Happy to comment further if there are specific queries.

@Sumit Because of the significant complexities involved - in legal-areas, community-areas, and technology-areas - plus advice above from experienced developers (and it being marked it as "epic" on the multimedia workboard), I suggest removing Possible-Tech-Projects because this seems unsuitable for a newcomer-developer to work on. (As I understand it, possible-tech-projects should be well-defined and clearly-scoped, and this task is currently neither.)
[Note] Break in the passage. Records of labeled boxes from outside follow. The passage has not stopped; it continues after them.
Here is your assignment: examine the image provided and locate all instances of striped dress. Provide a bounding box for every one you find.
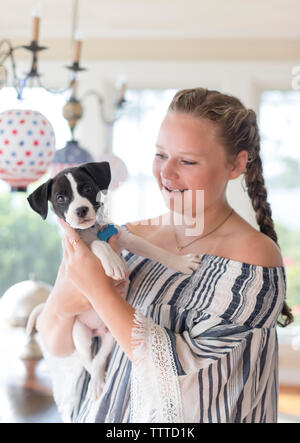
[40,232,286,423]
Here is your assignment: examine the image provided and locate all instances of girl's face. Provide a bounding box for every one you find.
[153,112,237,217]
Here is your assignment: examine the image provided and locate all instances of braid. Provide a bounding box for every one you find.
[169,88,293,326]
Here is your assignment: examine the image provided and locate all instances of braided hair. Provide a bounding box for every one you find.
[168,88,293,326]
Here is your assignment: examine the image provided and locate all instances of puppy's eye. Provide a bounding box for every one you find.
[56,194,65,203]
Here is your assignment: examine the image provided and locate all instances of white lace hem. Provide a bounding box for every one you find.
[130,311,184,423]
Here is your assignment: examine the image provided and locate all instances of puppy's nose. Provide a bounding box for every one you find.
[76,206,89,218]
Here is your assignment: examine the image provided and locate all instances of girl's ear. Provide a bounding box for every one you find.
[229,150,248,180]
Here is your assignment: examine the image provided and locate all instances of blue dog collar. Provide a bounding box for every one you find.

I also believe that the legal issue is the most important.
Only just as far as it is legal: I would like to provide files, which can be released much later. (Probably then, if I no longer live ...)
If that is not possible, then it is not. In no case should it create legal problems for Commons!
(in German: Ich glaube auch, dass die rechtliche Frage die Wichtigste ist. Nur so weit wie es legal ist: Ich möchte Dateien zur Verfügung stellen, die erst viel später freigegeben werden können. (Wahrscheinlich erst dann, wenn ich nicht mehr lebe ...) Wenn das nicht möglich ist, dann eben nicht. In keinem Fall sollte es rechtliche Probleme für Commons schaffen!)

@srishakatux: Excuse me, what does that mean? Is this the end of this proposal? That would be a pity.